Gaeta intanto si era spostato alla finestra. Con le mani in tasca, fermo guardava fuori, dando le spalle a tutta la sala.
Martin le sibilava nell'orecchio frasi confuse, continuando a nascondersi dietro di lei ed eclissare al di là del suo profilo la sagoma di Gaeta, che era nera controluce e che a Martin parve incredibilmente magra ed allungata.
― Perché ti vuoi sedere dietro?!
― Ludo! Quando vuoi, sai essere davvero una rompicoglioni!
Martin si liberò dalla sua presa che nuovamente lo aveva serrato inchiodandolo ad una spiegazione che Martin non voleva dare. Per farla stare zitta, Martin dovette cedere, dirigendosi senza fiato verso i loro soliti posti, in seconda fila, dal lato del finestrone, e ad ogni passo che faceva, sentiva avvicinarsi l'orlo della fine del suo mondo.
Gaeta sentì che Martin si stava sedendo alle sue spalle, gettando in terra lo zaino, spazientito e in preda ad una confusione che era carica di ogni tipo di difficoltà e che gli era chiaramente percepibile anche senza voltarsi.
Se ne stava in piedi vicino alla grande vetrata, attendendo che i rumori in aula finissero.
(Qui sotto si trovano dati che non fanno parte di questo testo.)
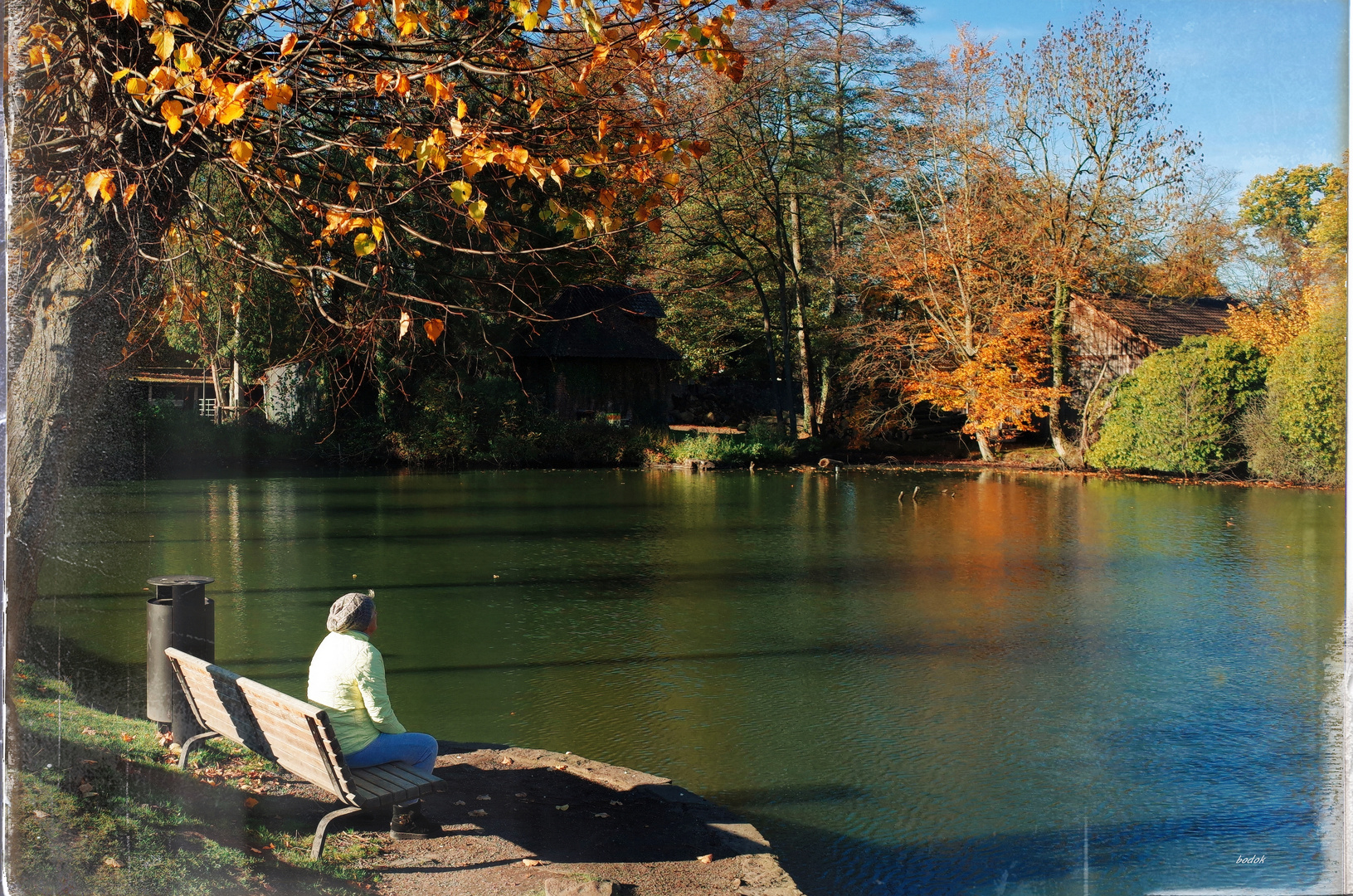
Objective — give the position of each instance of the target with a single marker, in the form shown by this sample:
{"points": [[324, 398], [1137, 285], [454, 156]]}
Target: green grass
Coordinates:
{"points": [[761, 444], [99, 807]]}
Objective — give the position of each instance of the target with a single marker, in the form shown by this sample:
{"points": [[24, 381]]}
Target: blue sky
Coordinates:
{"points": [[1265, 84]]}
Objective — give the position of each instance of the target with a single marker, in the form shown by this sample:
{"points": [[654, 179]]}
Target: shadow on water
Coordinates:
{"points": [[997, 863]]}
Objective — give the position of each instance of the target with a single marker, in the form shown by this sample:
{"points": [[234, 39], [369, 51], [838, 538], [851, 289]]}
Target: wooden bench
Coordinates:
{"points": [[293, 734]]}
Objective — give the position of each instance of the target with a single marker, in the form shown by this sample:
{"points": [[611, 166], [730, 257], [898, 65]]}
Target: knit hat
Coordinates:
{"points": [[351, 612]]}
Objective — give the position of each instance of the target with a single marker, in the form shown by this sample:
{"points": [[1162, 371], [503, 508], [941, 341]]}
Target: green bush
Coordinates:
{"points": [[491, 422], [1297, 432], [762, 444], [1179, 411]]}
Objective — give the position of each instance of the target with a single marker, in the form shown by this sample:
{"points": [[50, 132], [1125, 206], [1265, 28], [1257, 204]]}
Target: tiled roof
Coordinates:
{"points": [[1166, 323], [597, 323]]}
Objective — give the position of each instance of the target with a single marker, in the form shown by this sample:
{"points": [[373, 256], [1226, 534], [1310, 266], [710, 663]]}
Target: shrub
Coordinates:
{"points": [[1297, 432], [762, 444], [1179, 411]]}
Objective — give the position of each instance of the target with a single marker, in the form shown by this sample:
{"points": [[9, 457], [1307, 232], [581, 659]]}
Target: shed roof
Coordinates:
{"points": [[596, 321], [1166, 323]]}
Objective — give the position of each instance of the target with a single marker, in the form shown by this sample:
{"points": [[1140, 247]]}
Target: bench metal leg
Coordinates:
{"points": [[190, 743], [322, 831]]}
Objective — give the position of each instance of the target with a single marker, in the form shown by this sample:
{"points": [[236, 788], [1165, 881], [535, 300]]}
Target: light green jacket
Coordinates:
{"points": [[348, 679]]}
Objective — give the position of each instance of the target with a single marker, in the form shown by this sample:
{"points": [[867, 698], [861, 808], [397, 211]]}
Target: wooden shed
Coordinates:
{"points": [[600, 356], [1119, 332]]}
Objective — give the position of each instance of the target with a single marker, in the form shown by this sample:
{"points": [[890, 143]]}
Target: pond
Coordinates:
{"points": [[1005, 684]]}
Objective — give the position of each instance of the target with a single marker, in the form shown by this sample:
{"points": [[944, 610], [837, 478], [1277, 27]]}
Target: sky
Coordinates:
{"points": [[1265, 84]]}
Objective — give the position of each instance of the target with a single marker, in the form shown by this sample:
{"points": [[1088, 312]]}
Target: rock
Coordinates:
{"points": [[559, 887]]}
Respirava l'aria luminosa osservando le auto vorticare intorno all'isola dell'obelisco giusto di fronte alla finestra.
Ludovica aveva raggiunto Martin, gli si era seduta accanto e lo fissava senza parole, mentre tirava fuori il suo quaderno degli appunti ed una matita tutta masticata. Martin non la degnò di uno sguardo, mentre fino a qualche minuto prima salendo le scale, l'aveva baciata con delicatezza sul collo, poggiandole le mani sui fianchi e camminandole alle spalle.
Finché tutti arrivarono, e Gaeta si voltò. E Martin si sentì crocifisso contro i braccioli.
Gaeta guardò in viso i suoi studenti quasi li stesse contando come fossero una sua cucciolata, fissandoli un po' a caso. Ma quando arrivò all'altezza del posto prima di quello di Martin, si rese conto di quanto Martin non fosse in grado di reggere i suoi occhi, ed attese un attimo di più su Ludovica prima di guardarlo dritto dentro l'anima. Quella sua indecisione tolse a Martin ancora più il respiro, perché Martin l'aveva notata, e gli era sembrato un gesto ancor più sadico del sentirsi scandagliato a fondo, se pur per l'istante così breve di quella carezza d'occhi, ma talmente profonda e nera da farlo sentire male.
Gaeta lo aveva fissato per un frangente interminabile, e gli aveva sorriso con un sorriso che non sorrideva perché era rivolto a tutti, ma che a Martin era sembrata una smorfia di sberleffo. Martin si sentì bruciare dentro quando per la durata di quell'istante si sorprese nell'impossibilità di evitare di osservare i suoi denti nella frazione di secondo in cui Gaeta aveva sospirato, certamente misurando la vertigine che Martin non gli poteva nascondere.
Col fiato rotto, involontariamente Martin si mise una mano in tasca e ne estrasse il cellulare, lo controllò, lo rimise in tasca nuovamente, poi lo prese ancora, e ricevette da Ludovica un sonoro calcione sulla scarpa.
― ...se non la smetti subito... guada io...
Martin vide distintamente che lo sguardo di Gaeta era andato sui loro piedi, e si sentì svergognato ed ancora una volta chiuso in una situazione ingestibile. Non trovò di meglio da fare che spoltronarsi il più possibile, nascondendosi il viso con la mano aperta, facendo finta di schermarsi dalla luce per scrivere meglio. Sentiva sulla pelle la figura misera che stava facendo, al punto da non essere in grado neanche di stare in aula davanti a Gaeta senza sentirsi male, al punto da non riuscire neanche a guardarlo, al punto da doversi coprire il viso da tutto, e da lui, che in quel momento stava semplicemente respirando.